A young biographer Edward Smith (Nat Ramabulana) – also originally from Zimbabwe – arrives at the front door, requesting to write the biography of the woman who changed the course of his life.

After some reluctance, Edward is given access to Bronwyn’s journals and the play sets about to explore the thoughts and feelings of this best-selling author, whose stories may or may not be true. Edward also discovers a passage that hints at child abuse and he is determined to discover the truth.
Higginson, who wrote ‘Dream of the Dog’ and ‘The Girl in the Yellow Dress’, does a sterling job in assembling the plot at the beginning, but as the play unfolds it becomes far trickier to sustain its initial impact, with characters becoming a bit hazier and the narrative’s thrust fizzling out at the end. A key character is left almost in a vegetative state during the climax and takes little part in the proceedings.

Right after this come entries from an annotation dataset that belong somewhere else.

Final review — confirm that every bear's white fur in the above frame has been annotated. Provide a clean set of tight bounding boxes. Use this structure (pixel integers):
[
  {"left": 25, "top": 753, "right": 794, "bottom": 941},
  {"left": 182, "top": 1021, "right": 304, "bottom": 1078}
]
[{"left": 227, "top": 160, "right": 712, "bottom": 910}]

The play attempts to question how individuals represent themselves through narrative and how people represent each other – and gives few ready answers.
There is a strained relationship between mother and daughter which is hinted at, but never fully explored. Emily and Edward had become lovers and as their heady relationship unspools, the mother is battling to overcome a debilitating illness.

Directed by former Artistic Director of the Market Theatre, Malcolm Purkey, this production features a solid acting threesome of Ramsey and Ramos Violante (who are working on their third successive play together) and Ramabulana, who manage to capture some of the play’s essence but, for me, the abrupt ending is an anti-climax and something of a let-down.
Note must be made of Denis Hutchinson’s inventive drawing room set, dominated by dozens of hanging books against a black background.
An interesting production it certainly is, with plenty of food for thought, but I felt it doesn’t quite reach the intellectual standards and dramatic intent of Higginson’s previous work.
‘The Imagined Land’ probably requires further development as it leaves one feeling strangely unfulfilled.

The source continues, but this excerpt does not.